SpringMeeting2011Abstracts

Total Parser Combinators Using Mixed Induction and Coinduction

Nils Anders Danielsson

Abstract:

Parser combinators provide an elegant method for implementing parsers. However, most parser combinator libraries fail to guarantee that parsing will terminate. I will talk about a library which provides such a guarantee. The library's interface is similar to that of many other parser combinator libraries, with three main differences: one is that the interface clearly specifies which parts of the constructed parsers may be infinite, and which parts have to be finite, using dependent types and a combination of induction and coinduction; another is that the interface allows many forms of left recursion; and the last is that the parser type is unusually informative.

The GF Grammar Development Tools

Thomas Hallgren

Abstract:

Translation systems in MOLTO are based on multilingual grammars written in GF (Grammatical Framework). The traditional environment available to GF grammar developers consist of the GF command shell, a generic text editor and the GF documentation. This is a simple and effective environment for the experienced grammar developer. To better support less experienced grammar developers, one of the goals of the MOLTO project is to create an IDE (Integrated Development Environment) for GF grammar development, and an appropriate GF compiler API to support the IDE. In this talk we will first give a summary of the main functionalities of the traditional GF tools: grammar compilation, error detection, testing, and visualization. Then we will show a prototype of a web-based grammar development environment and briefly discuss the wide range of options available when building a GF IDE, and how this might affect what you require from the GF compiler API. The web-based environment will enable the creation of web-based translation systems without installation of any software. It gives the quickest conceivable access to GF to novice and occasional users. But the API is general enough even to serve power users, who run the tools on their own favourite desktop environment but want to profit from IDE facilities such as project management and library browsing.

GF into the Wild

Krasimir Angelov

Abstract:

So far GF was used only for parsing small controlled languages but the improvements in the parsing performance in the last few years made it possible to dream about parsing open domain unrestricted text. In the resource libraries, we already have wide coverage grammars for many languages but having a grammar is only part of the problem. Even if we improve more and more our grammars it will be always possible to find syntactic constructions which are not covered by the grammar. Another problem is that when we add more syntactic constructions in the grammar, this usually makes it more ambiguous. We need a parser that is robust and is able to do statistical ranking when there are ambiguities in the grammar. I did some preliminary expreriments in robust parsing but the general conclusion is that we need a good treebank which we can use for statistical training. Since we don't want to build our own treebanks an attractive alternative is to try to convert some existing one. In this talk I will present the current state of the GF port of Penn Treebank. All parse trees in the treebank were converted to abstract syntax trees for the English Resource Grammar. When there are unknown syntactic constructions then we just leave placeholders in the abstract tree. Currently we have matched 69% of the constructions with the grammar. More is possible but takes time.

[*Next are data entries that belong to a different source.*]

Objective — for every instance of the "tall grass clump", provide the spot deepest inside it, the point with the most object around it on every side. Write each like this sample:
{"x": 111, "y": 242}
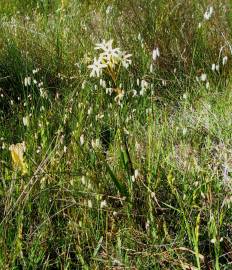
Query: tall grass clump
{"x": 115, "y": 134}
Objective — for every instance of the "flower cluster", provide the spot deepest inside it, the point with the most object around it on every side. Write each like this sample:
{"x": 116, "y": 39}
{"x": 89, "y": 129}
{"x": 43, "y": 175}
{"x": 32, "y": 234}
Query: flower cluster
{"x": 109, "y": 59}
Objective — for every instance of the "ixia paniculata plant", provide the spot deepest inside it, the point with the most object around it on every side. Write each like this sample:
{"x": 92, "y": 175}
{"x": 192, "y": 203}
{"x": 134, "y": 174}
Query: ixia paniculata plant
{"x": 110, "y": 61}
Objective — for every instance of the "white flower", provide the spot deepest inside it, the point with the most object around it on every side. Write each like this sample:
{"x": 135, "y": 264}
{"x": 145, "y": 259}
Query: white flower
{"x": 155, "y": 54}
{"x": 90, "y": 205}
{"x": 82, "y": 139}
{"x": 103, "y": 204}
{"x": 125, "y": 59}
{"x": 119, "y": 97}
{"x": 224, "y": 60}
{"x": 203, "y": 77}
{"x": 97, "y": 67}
{"x": 104, "y": 45}
{"x": 95, "y": 143}
{"x": 26, "y": 121}
{"x": 208, "y": 13}
{"x": 27, "y": 81}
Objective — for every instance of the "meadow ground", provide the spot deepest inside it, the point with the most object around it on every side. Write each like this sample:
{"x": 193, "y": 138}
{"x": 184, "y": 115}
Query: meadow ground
{"x": 115, "y": 134}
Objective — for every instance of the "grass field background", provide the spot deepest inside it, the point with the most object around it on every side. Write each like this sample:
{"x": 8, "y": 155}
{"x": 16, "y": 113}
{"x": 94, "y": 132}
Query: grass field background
{"x": 128, "y": 170}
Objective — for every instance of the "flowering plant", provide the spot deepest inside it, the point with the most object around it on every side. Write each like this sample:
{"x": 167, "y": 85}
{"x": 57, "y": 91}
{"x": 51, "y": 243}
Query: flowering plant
{"x": 110, "y": 61}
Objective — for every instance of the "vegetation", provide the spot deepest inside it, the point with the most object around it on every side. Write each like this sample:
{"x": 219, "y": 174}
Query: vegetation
{"x": 115, "y": 134}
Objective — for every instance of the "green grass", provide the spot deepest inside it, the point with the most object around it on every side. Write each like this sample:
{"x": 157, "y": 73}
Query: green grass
{"x": 145, "y": 184}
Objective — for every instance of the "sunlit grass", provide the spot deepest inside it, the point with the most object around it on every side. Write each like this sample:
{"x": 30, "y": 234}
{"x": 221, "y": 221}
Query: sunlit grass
{"x": 127, "y": 163}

Competitive Group Testing with Minimum Adaptivity

Azam Sheikh Muhammad

Abstract:

Suppose that given is a collection of $n$ elements where $d$ of them are \emph{defective}. We can query an arbitrarily chosen subset of elements which returns Yes if the subset contains at least one defective and No if the subset is free of defectives. The problem of group testing is to identify the defectives with a minimum number of such queries. By the information-theoretic lower bound at least $\log_2 \binom {n}{d} \approx d\log_2 (\frac{n}{d}) \approx d\log_2 n$ queries are needed. Using adaptive group testing, i.e., asking one query at a time, the lower bound can be easily achieved. However, strategies are preferred that work in a fixed small number of stages, where queries in a stage are asked in parallel. A group testing strategy is called \emph{competitive} if it works for completely unknown $d$ and requires only $O(d\log_2 n)$ queries. Usually competitive group testing is based on sequential queries. We have shown that actually competitive group testing with expected $O(d\log_2 n)$ queries is possible in only $2$ or $3$ stages. Then we have focused on minimizing the hidden constant factor in the query number and proposed a systematic approach for this purpose.